La réouverture des lieux culturels pourrait intervenir à partir du 15 mai, d'abord pour les musées. Les professionnels du secteur espèrent mais ne veulent pas être déçus.
Lors d'une rencontre virtuelle avec les maires jeudi 15 avril, le président de la République a esquissé un scenario de réouverture des restaurants et des lieux culturels dès la mi-mai.
Selon les propos d'Emmanuel Macron, rapportés par les maires présents à la réunion, le calendrier de réouverture serait progressif : il évoluerait toutes les trois semaines. La priorité serait donnée à l'ouverture des terrasses des restaurants et aux musées dès le 15 mai. Au total, quatre phases seraient nécessaires avant de retrouver un retour à la normalité.
Pour ces structures plongées dans l'obscurité du tunnel du confinement, la lumière de ce calendrier de réouverture, même intermittente et incertaine, est observée attentivement. Bruno Gaudichon, conservateur du musée La Piscine à Roubaix rappelle le caractère précaire de ces annonces : "nous entendons cette date dans les médias mais nous n'avons aucune confirmation". Le musée est fermé depuis octobre 2020. "C'est devenu très long, nous avons hâte de rouvrir mais nous souhaitons ne pas être prévenus au dernier moment", demande le directeur.
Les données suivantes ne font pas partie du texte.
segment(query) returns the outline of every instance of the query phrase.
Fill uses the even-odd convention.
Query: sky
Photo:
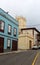
[[[0,0],[0,8],[14,18],[25,17],[27,27],[40,30],[40,0]]]

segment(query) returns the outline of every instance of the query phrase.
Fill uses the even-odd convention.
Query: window
[[[12,27],[11,25],[8,25],[8,34],[11,34],[11,31],[12,31]]]
[[[11,40],[8,39],[8,42],[7,42],[7,48],[10,48],[10,44],[11,44]]]
[[[14,36],[17,35],[17,29],[16,29],[16,28],[14,28],[14,30],[13,30],[13,34],[14,34]]]
[[[0,21],[0,31],[4,32],[4,22]]]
Cette fermeture prolongée a déjà fait des dégâts : les expositions temporaires ne pourront pas être prolongées à l'infini et présentées au public. "Si nous rouvrons à la mi-mai, nous n'aurons pas d'expositions temporaires", regrette Bruno Gaudichon en citant notamment l'expositon Leopold Chauveau, qui ne sera présente à Roubaix que jusqu'au 8 mai.
De l'hibernation à la veille
Les musées devraient être les premiers à bénéficier de cette réouverture. "Les annonces de réouverture de certains lieux comportent un côté «bonne nouvelle»", exprime Laurent Coët, exploitant du cinéma Le Regency à Saint-Pol-sur-Ternoise (Pas-de-Calais) et vice-président de la chambre syndicale des exploitants du Nord Pas-de-Calais. Pour les cinémas, rien n'a encore été acté ni esquissé. "Nous n'avons pas entendu parler des cinémas et des théâtres, ce qui laisse à penser que nous ne serons pas dans la première salve de réouvertures le 15 mai", abonde-t-il. Le patron de ce cinéma du Pas-de-Calais se veut "pragmatique" : "nous avons arrêté d'espérer pour être déçus immédiatement après". Il confesse : "l’idéal serait qu’on rouvre le plus vite mais a priori ce n'est pas la volonté du gouvernement, alors nous l'acceptons par dépit."
Les professionnels de la culture s'observent, se jugent : "il faut qu’on se mobilise pour ne pas être les derniers une fois de plus. L’année dernière, les restaurants avaient rouvert un mois avant nous", remarque Laurent Coët. L’objectif c’est donc "d’être dans la deuxième salve qui arriverait trois semaines après le 15 mai". La petite déclaration du président de la République a tout de même actionné l'interrupteur de l'espérance : "On est passé de l'hibernation à la veille. Nous commençons tous à se préparer pour pouvoir rouvrir."
"Si c'est encore une annonce fausse, nous pourrions décider d'ouvrir quand même"
C'est une des différences qui sépare les cinémas des théâtres. Alors que les films pourront revenir directement à l'affiche dès la réouverture des lieux, les théâtres eux doivent respecter la saison des représentations qui se déroule habituellement de juin à septembre. La perspective de la mi-mai laisse donc peu de place pour anticiper. "La programmation d'une salle de spectacle ne se fait pas en un seul jour. Lors de la réouverture, nous ne pourrons pas jouer immédiatement. La saison commence en septembre et se termine en juin pour laisser la place aux festivals en été", affirme le comédien Stéphane Vonthron, membre des InterLuttants 59-62 et du SFA-CGT. Il occupe actuellement, avec d'autres, le théâtre Sébastopol à Lille.
Pour lui, la réouverture des théâtres ne sifflera pas la fin de la mobilisation des intermittants du spectacle. "La réouverture des théâtres est une revendication secondaire. En premier lieu, nous demandons l'abrogation de la réforme de l’assurance chômage. Ensuite nous demandons une seconde année blanche pour nous, les restaurateurs et les professionnels du tourisme". Le nouveau directeur du théâtre du Nord à Lille, David Bobée abonde et s'interroge : "pourquoi les théâtres sont-ils traités différemment qu'une église ou qu'une rue commerçante, qui elles ont le droit d'ouvrir ?" Il met en garde le gouvernement : "tous les mois, nous nous préparons à ouvrir pour le mois prochain. Alors, si c'est encore une annonce fausse, nous pourrions décider d'ouvrir quand même."